Keep instructions procedural. Good skill content tells the agent what to inspect first, what decisions to make, what outputs to produce, and what to avoid. If your skill needs long schemas, brand rules, API notes, or examples, put them in references/ rather than overloading the main SKILL.md.
skill-creator skill FAQ
Is skill-creator for beginners?
Yes, if you already understand the task you want to package. The skill-creator guide explains the anatomy of a skill and includes a starter template, but it does not replace product thinking. Beginners should first write a plain-language brief: who will use the skill, what input they provide, what output they expect, and how success is judged.
When should I not use skill-creator?
Do not use skill-creator for a single disposable prompt, a vague productivity idea, or a workflow you cannot describe clearly. It is also a poor fit when the task changes every time and has no stable process, trigger, examples, or reusable context. In those cases, improve the base prompt first before packaging it as a skill.
How is skill-creator for Skill Authoring different from documentation?
Documentation explains something to humans; a skill must guide an agent during execution. That means activation cues, decision points, error handling, file expectations, and output requirements matter more than broad background. skill-creator helps convert documentation into operational instructions Claude can follow.

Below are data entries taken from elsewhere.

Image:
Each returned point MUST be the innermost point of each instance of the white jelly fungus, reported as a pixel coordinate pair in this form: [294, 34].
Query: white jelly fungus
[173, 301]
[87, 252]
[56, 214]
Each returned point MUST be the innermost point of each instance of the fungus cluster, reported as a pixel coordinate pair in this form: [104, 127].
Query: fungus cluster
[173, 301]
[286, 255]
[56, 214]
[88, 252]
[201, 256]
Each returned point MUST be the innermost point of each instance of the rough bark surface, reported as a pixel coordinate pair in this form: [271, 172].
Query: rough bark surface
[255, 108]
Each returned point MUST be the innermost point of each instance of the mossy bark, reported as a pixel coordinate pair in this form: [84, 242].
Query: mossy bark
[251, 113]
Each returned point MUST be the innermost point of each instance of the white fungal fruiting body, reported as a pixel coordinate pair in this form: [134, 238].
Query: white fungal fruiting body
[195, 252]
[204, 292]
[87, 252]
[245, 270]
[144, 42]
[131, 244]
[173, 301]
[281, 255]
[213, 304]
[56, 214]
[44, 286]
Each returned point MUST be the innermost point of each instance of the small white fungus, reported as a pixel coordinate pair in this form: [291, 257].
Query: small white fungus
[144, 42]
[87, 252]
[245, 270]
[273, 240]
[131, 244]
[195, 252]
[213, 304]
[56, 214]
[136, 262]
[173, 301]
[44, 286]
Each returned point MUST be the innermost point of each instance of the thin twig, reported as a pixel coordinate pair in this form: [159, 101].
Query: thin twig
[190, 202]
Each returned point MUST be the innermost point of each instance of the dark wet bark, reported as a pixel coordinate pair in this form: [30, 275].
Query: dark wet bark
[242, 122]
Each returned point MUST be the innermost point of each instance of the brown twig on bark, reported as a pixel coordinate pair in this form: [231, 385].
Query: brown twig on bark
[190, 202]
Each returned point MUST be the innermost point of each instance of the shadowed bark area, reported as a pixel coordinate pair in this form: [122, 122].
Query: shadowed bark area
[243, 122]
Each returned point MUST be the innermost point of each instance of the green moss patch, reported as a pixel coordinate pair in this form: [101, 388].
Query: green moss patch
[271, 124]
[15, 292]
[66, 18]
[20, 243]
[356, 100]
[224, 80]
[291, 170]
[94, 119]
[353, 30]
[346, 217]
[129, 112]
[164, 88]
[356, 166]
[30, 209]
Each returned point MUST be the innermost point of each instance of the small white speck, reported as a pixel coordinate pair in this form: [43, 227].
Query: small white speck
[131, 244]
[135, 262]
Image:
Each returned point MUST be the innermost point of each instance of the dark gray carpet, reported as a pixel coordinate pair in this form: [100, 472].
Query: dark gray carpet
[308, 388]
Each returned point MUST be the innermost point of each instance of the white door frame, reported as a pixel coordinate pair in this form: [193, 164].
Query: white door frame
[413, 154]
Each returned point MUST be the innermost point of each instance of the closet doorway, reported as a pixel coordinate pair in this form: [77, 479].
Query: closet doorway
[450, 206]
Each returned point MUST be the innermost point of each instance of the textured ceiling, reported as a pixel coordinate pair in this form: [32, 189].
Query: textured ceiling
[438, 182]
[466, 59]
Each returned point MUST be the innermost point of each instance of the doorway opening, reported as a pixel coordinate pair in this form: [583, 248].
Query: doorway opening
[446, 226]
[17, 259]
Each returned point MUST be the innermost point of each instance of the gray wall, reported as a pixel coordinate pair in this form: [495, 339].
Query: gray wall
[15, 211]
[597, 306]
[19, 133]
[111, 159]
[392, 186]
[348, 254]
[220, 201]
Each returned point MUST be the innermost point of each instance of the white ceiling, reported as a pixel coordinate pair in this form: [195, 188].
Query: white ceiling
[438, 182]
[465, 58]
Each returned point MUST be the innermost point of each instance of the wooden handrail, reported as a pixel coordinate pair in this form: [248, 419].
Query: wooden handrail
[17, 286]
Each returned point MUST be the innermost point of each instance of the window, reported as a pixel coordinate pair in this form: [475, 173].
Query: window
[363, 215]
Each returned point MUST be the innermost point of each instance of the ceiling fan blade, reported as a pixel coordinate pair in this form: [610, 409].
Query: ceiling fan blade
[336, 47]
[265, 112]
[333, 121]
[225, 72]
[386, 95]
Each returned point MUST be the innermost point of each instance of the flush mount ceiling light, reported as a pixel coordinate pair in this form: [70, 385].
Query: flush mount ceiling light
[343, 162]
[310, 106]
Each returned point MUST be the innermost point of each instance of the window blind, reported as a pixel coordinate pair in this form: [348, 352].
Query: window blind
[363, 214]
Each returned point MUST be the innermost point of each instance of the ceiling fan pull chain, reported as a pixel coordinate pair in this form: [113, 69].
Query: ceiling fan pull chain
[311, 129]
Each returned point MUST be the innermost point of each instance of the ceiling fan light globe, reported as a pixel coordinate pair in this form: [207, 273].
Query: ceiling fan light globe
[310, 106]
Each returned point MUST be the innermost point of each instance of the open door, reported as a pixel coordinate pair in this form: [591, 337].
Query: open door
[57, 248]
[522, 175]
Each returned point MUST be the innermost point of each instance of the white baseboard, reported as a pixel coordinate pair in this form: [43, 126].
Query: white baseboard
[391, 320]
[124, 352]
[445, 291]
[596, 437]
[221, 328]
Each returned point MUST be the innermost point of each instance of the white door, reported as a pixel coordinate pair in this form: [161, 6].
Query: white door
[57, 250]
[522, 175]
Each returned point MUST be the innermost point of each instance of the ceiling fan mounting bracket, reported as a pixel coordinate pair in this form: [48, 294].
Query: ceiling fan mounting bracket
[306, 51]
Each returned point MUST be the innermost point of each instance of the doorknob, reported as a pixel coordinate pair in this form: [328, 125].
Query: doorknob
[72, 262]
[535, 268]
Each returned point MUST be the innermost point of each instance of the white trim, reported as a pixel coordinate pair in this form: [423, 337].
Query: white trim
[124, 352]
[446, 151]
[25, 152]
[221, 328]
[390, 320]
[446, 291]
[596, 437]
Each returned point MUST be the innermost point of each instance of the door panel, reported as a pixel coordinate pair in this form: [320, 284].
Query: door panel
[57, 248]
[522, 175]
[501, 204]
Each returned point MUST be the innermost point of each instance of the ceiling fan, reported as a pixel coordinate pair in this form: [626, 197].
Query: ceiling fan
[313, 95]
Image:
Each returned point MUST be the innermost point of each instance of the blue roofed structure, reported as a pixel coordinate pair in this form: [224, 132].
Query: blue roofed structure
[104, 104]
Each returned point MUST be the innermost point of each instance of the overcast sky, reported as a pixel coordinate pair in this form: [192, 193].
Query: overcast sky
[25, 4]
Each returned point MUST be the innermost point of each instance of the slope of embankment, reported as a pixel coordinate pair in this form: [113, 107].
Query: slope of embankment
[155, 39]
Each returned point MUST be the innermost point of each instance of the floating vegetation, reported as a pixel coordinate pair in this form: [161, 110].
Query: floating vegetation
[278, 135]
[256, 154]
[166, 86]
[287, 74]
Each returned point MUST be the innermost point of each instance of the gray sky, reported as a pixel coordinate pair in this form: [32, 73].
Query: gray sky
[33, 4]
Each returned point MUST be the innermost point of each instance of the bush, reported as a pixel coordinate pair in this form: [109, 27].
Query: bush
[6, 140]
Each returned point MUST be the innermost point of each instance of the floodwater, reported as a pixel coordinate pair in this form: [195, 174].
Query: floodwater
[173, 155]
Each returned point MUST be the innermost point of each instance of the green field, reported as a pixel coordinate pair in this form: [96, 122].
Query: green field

What validation does it provide?
The included quick_validate.py performs basic structural checks: SKILL.md exists, YAML frontmatter is present, name: and description: exist, and the name follows hyphen-case rules. It is useful before packaging, but it does not judge whether your workflow is accurate, safe, complete, or well-scoped. Human review is still required.
How to Improve skill-creator skill
Improve skill-creator inputs before drafting
The fastest way to improve skill-creator results is to provide real examples. Include one successful task example, one edge case, and one case the skill should refuse or hand off. Also provide any output contract, such as JSON fields, Markdown sections, filenames, or API parameters. This lets the skill create instructions that are testable instead of merely descriptive.
Fix common failure modes
Common failures include overbroad descriptions, missing trigger language, putting too much reference material in SKILL.md, and omitting constraints. If the generated skill feels generic, ask skill-creator to revise it around these questions:
- What exact user request should activate this skill?
- What inputs must the agent inspect before acting?
- What steps are mandatory versus optional?
- What should the agent output every time?
- What should the skill explicitly not do?
Iterate after the first generated skill
After the first draft, test the skill with realistic prompts and note where the agent guesses. Then update the skill to remove that guesswork. Add examples when output shape is wrong, add decision rules when routing is wrong, add references when context is too long, and add scripts only when repeated mechanical work is better handled by code.
Strengthen packaging and maintenance
Before sharing a skill, run quick_validate.py and package with package_skill.py so basic structure problems are caught early. Keep the skill small enough to load efficiently, but not so small that it depends on hidden tribal knowledge. For team use, version important changes, keep bundled scripts readable, and revisit the description whenever users report that the skill does not trigger when expected.